Because the clients were going to be much more data-agnostic, this logic couldn’t be gleaned anymore, so we started sending the attribute keys and values in a simple [String: String] dictionary that the clients would log with the views. This approach made client-side views cleaner because we wouldn’t have to worry about business logic in views purely for data analytics. It also allowed us to define a consistent logging workflow, i.e. always log action and impression events with the attributes defined in this field with some standard client-side additions like session ID, user ID, client version, or OS version. One minor downside is that this approach bloated the response, as we would’ve added attributes for logging to each view and resulted in needing to send a lot of repeated information in the same API response.

  1. ID

Each Facet contains an ID field which is intended to be unique within the scope of a response. The ID needs to be unique because it is used to diff the view tree for clients, and it is also used for saving the objects to a database on the Android client for caching.

  1. Custom (optional) 

We ran into some issues where the semantically described models weren’t precise enough to describe some aspects of the views, especially for certain aspects that we wanted to be customizable per view, such as utilizing the same exact view, but with a light background versus a dark one. To add customization between components, we started to utilize the Google Protobuf Struct model, which is untyped. The goal is that we shouldn’t have to use them in most cases, but the provision exists if we have a case that doesn’t fit any of the other primitives.

  1. Component

This field contains component information which informs the client on how to use the remaining information contained in the Facet.

  1. Children (optional) 

This field is an array of Facets, which provides the option of nesting these building blocks recursively.

  1. Style

We didn’t originally specify size, colors, or font, and previously used the Custom dynamically-typed object to specify these attributes when needed. Since then, we started matching styling types with our design language system library, which has helped mitigate our usage of Custom and reduce redundancies between components. 

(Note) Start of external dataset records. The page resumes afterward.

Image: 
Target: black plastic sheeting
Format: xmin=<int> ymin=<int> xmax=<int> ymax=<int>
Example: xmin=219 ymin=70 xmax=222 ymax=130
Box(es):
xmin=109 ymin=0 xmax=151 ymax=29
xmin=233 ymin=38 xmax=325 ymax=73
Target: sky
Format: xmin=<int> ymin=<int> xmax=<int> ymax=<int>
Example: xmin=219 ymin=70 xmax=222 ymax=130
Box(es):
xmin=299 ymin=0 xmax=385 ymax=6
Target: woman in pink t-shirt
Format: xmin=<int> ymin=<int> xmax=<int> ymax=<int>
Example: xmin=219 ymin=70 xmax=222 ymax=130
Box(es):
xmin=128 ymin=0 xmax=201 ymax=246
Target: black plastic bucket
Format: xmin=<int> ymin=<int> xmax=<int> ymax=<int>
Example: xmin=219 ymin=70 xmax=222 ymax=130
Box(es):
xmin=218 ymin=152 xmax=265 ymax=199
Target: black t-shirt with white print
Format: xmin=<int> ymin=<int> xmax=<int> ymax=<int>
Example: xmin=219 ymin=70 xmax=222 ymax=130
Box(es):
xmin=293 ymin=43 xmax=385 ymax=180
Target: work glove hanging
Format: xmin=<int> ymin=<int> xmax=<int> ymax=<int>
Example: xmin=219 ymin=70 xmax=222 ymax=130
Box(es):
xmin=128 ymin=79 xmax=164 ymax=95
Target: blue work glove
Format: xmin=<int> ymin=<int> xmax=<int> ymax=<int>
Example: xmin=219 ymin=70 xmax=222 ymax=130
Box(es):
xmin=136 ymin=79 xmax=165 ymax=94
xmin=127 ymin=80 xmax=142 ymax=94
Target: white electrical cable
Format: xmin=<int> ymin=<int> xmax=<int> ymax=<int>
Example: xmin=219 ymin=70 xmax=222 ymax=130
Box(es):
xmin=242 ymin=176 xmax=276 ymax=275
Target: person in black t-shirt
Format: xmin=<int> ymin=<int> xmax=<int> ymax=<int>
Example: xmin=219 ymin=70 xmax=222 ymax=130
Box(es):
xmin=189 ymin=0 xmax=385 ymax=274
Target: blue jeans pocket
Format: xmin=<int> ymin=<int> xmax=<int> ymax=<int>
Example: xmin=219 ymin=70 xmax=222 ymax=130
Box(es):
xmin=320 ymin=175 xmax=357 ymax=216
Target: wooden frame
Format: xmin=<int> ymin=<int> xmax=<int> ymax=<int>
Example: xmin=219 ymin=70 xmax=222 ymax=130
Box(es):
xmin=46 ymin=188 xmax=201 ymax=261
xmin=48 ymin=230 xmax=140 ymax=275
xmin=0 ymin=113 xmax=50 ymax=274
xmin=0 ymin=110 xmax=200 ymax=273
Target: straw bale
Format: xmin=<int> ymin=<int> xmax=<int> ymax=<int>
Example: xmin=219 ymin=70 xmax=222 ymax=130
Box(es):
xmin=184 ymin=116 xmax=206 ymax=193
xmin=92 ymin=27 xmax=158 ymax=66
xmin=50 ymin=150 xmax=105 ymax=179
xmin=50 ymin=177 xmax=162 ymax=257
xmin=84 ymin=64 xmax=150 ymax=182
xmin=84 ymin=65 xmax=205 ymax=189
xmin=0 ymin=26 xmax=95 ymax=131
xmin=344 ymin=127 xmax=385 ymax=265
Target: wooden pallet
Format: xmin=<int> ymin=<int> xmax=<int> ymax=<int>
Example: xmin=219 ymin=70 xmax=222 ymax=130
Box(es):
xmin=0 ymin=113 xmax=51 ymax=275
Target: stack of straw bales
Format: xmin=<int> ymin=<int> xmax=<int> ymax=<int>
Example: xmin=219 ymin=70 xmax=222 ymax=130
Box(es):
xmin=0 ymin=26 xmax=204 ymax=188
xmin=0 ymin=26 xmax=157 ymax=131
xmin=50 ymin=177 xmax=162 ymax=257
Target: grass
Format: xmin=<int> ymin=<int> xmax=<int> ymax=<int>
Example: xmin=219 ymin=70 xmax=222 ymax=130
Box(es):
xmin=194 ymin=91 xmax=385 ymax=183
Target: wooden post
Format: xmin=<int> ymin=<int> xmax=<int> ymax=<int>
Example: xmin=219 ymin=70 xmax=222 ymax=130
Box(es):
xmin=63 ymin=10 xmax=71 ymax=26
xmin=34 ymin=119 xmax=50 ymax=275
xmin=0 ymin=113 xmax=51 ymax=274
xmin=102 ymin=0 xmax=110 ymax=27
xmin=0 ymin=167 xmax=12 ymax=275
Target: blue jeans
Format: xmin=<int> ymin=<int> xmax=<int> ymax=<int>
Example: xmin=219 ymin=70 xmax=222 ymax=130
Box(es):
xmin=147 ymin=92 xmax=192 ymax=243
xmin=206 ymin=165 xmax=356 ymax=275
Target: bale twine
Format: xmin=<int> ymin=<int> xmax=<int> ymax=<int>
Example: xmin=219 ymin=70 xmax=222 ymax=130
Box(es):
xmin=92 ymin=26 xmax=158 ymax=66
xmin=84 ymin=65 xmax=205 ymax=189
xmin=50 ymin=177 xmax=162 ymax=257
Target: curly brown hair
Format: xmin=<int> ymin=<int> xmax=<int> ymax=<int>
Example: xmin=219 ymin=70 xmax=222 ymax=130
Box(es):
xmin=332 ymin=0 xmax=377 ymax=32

  /// Struct that indicates styling elements, e.g. background color, font, dls style, etc.
    struct Style {
        /// Specifies configurable background color. Right now, only
        /// addressPicker utilizes this
        public var backgroundColor: ColorSemantic?
        /// Specifies the size class. Is useful for button components, currently
        public var sizeClass: SizeClass?
        /// Maps to a Prism `type`. Somewhat overlapping in specs with
        /// `backgroundColor` field, since the type will typically
        /// specify the background color, in addition to foregroundColor, etc
        public var dlsType: DLSType?
    }

Product use cases: collections, tiles, and landing pages

Now that we have a design, we need to test it out in a production environment. Conveniently, we were in the process of developing a new type of screen real estate, tile collections and custom landing pages. This was a great opportunity for us to field-test our design, because it had components that we were building from scratch, as well as components where we integrated with our previous solution. This testing would also give us a sense of how easy future migration efforts could be and was an ideal testing ground because it was not a critical feature. While there are some risks associated with coupling a launch with new technology, we were confident we could ensure they didn’t spiral out of control.

Figure 1: An instance of our collections carousel, on the left, was folded into the existing homepage design/framework. Individual collection tiles can lead to different variations of landing pages, shown on the right. This illustrates how our Facet concept can be interlaced within a predominantly non-Facet response as well as in a greenfield Facet-only response.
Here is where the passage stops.